- Citizenship: Democratic Republic of the Congo
- Occupation: Journalist
- Employer: Radio-Télévision nationale congolaise (until 2025)
- Known for: Reporting on North Kivu

= Tuver Wundi =

Congolese journalist

Tuver Tuverekwevyo Wundi is a Congolese journalist known for his reporting from North Kivu, where he was the provincial director of Radio-Télévision nationale congolaise in Goma until July 2025. He has reported on the M23 campaign, a conflict between the rebel Congo River Alliance and the government of the Democratic Republic of the Congo, which has heavily impacted North Kivu.

== Biography ==
A trained journalist, Wundi worked as the provincial director of RTNC Nord-Kivu, the RNC's local branch based in Goma covering news in North Kivu, one of the DRC's 25 provinces, located in the east of the country along the borders with Uganda and Rwanda. North Kivu had experienced ongoing conflict between government forces and rebel groups which had displaced 1.7 million people in the province. Wundi also served as the head of the non-governmental organisation Journaliste en danger, as well as serving as its North Kivu correspondent. Journaliste en danger was founded by Congolese journalists to defend and promote press freedom in the DRC.

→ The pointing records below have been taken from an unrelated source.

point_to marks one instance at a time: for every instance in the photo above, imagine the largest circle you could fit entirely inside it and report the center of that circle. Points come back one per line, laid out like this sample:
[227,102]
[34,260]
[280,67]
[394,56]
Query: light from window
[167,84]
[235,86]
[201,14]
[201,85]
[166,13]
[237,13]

In January 2025, the Congo River Alliance, a coalition of rebel groups and opposition political parties, launched an offensive to seize Goma, the provincial capital of North Kivu. Wundi reported on the battle between the rebels and the government until the city was fully captured by the CRA on 27 January, at which point RTNC Nord-Kivu temporarily halted broadcasting. It was reported that rebels had installed a new transmitter as well as other technical equipment at RTNC Nord-Kivu's headquarters in order to broadcast pro-rebel content. Staff did subsequently return to work, including Wundi, with broadcasts being overseen by the CRA as opposed to the central government.

On 25 February 2025, Wundi was detained by rebel forces while reporting from the Stade de l'Unité in Goma, where police officers had surrendered to rebel forces and had been in the process of being transferred to a military training camp run by the CRA. Wundi was detained for 11 days, with a spokesperson for M23, one of the member groups of the CRA, confirming he was being held for the purpose of "an investigation". Wundi was released on 7 March.

In July 2025, Wundi was dismissed from his position as provincial director of RTNC Nord-Kivu after reportedly refusing to alter programming to make it more favourable of the CRA. Anonymous reports in local independent media stated that Wundi had been accused by the CRA of "endangering state security and collaborating with the government". Following his dismissal, Wundi moved from Goma to Kinshasha, the capital of the DRC that remained under the control of the Congolese government.

On 27 August 2025, Wundi was arrested for a second time, this time by intelligence agents from the Congolese government. Wundi disappeared after leaving the offices of Journaliste en Danger in Kinshasa, where he had stated his intention to meet his friend for lunch. Wundi was reported as missing later that day when his wife reported that he had not returned to their hotel in Lingwala and that calls to both of his phones were not connecting. It was subsequently confirmed that Wundi was being "debriefed" by the Agence nationale de renseignements. Wundi was arrested without charge on 30 August.

== Response ==
The Committee to Protect Journalists has criticised harassment Wundi has experienced from both the Congolese government and from rebel groups, describing it as "a blatant attempt to intimidate the press and to deprive the Congolese public of crucial information about the ongoing conflict in eastern DRC".

Journaliste en danger and L'union nationale de la presse congolaise called for immediate clarification on the circumstances of Wundi's arrests, both by rebels and by the government, and called for guarantees of his safe and "deep concern" at his detention.